My second question: what if we have countably infinitely many points in the $p = +\infty$ case? It seems the Birkhoff's theorem remains true for "infinite" doubly stochastic matrices https://arxiv.org/pdf/math/0512451.pdf , so once again it's all about the Choquet's theorem:

  • For finite $p$, is it true that in "infinite discrete" LP , some extremal points of the constraint polytope (here permutations) belong to the set of optimal solutions? (that might be well known I guess, just need a ref).
  • Does it remain true in the $p = +\infty$ case?

I am not expert in optimization/linear programming, so I may miss some terminology (I am pretty sure that problems of the type $\inf \max (..)$ do have a name...).

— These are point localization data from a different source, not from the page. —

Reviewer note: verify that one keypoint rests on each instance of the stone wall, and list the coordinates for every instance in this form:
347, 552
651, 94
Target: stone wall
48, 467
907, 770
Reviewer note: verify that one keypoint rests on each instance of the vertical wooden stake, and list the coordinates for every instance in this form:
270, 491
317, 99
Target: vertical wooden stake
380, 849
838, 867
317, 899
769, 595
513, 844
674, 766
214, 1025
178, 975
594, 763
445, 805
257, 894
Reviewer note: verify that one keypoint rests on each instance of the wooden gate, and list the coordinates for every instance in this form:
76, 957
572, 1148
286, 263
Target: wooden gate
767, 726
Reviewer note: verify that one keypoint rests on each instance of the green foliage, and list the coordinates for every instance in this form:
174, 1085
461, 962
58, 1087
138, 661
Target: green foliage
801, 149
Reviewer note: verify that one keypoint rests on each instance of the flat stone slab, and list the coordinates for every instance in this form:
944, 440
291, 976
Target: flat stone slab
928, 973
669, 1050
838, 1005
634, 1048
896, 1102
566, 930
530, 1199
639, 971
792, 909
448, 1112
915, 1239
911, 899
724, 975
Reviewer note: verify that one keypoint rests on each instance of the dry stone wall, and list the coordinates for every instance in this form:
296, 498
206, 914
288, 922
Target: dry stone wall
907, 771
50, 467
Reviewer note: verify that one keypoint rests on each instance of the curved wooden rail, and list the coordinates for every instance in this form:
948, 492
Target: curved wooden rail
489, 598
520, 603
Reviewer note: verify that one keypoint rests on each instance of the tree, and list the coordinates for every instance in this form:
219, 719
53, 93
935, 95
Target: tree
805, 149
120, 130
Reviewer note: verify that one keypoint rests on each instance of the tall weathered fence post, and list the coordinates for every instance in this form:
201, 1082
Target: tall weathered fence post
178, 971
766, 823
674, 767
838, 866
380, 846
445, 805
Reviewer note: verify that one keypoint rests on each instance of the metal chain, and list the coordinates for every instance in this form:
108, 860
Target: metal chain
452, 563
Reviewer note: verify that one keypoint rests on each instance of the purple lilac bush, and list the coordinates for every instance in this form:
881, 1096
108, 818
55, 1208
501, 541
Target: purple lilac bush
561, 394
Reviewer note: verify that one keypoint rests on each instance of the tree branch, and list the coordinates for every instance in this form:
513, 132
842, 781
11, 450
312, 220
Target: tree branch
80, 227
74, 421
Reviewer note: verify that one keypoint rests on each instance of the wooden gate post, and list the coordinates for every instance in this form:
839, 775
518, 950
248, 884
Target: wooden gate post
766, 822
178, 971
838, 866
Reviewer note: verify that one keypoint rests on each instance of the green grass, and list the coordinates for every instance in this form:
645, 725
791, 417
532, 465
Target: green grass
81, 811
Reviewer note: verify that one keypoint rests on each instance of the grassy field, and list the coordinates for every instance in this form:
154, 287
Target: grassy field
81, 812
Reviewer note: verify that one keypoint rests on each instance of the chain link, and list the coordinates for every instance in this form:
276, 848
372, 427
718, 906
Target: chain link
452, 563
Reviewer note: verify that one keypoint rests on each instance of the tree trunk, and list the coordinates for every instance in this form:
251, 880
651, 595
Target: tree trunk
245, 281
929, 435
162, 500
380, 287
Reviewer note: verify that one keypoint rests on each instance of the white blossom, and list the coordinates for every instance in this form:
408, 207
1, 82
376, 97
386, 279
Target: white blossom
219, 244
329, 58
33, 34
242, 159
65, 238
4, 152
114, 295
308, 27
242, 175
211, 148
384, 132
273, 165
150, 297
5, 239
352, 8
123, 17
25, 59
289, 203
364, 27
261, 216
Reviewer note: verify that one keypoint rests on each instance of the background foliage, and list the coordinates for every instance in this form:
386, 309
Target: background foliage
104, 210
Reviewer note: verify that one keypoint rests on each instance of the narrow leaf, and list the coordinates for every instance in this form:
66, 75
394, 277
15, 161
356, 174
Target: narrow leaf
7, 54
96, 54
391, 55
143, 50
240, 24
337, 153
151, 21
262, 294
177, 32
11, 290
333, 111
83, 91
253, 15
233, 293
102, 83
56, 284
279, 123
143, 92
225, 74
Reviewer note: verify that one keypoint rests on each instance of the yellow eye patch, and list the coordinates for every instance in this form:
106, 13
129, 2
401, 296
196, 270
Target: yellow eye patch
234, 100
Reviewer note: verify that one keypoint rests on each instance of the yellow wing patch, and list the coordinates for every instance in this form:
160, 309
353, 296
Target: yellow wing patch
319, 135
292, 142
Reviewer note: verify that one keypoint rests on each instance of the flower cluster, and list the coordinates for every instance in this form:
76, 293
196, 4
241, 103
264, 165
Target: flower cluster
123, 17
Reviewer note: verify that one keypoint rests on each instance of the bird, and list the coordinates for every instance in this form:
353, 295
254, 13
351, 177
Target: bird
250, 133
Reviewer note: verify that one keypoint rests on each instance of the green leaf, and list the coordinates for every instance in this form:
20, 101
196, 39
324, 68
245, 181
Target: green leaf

Do not hesitate to give me some bibliography about these.

2

There are 2 best solutions below

1
On BEST ANSWER

Here is a result that holds for certain $C$ matrices.


Let $A$ be the set of all doubly stochastic matrices $(P_{ij})$ with countably infinite size. Let $B\subseteq A$ be the set of all countably infinite permutation matrices. Fix $C=(C_{ij})$ with $C_{ij}\geq 0$ for all $i,j \in \{1, 2, 3, ...\}$. We want to know if the following holds: $$ \inf_{P \in A} \sum_{ij} P_{ij}C_{ij} = \inf_{P \in B} \sum_{ij} P_{ij}C_{ij} \quad \mbox{(Eq. 1)} $$ Since $B \subseteq A$ we clearly always have: $$ \inf_{P \in A} \sum_{ij} P_{ij}C_{ij} \leq \inf_{P \in B} \sum_{ij} P_{ij}C_{ij} \quad \mbox{(Eq. 2)} $$

Claim:

The desired equality (1) holds whenever $(C_{ij})$ satisfies \begin{align} &\sum_{i=1}^{\infty} C_{ii} < \infty\\ &\lim_{a\rightarrow\infty} \sum_{i=1}^{a} C_{a+i,i} = 0\\ &\lim_{a\rightarrow\infty} \sum_{i=1}^{a} C_{i, a+i} = 0 \\ &\lim_{a\rightarrow\infty} \sum_{i=a+1}^{2a} \sum_{j=a+1}^{2a} C_{ij}=0 \end{align}

Proof:

Case 1: Suppose $\inf_{P \in A} \sum_{ij}P_{ij}C_{ij}=\infty$. Then (2) implies $\inf_{P \in B} \sum_{ij}P_{ij}C_{ij}=\infty$ and the result holds.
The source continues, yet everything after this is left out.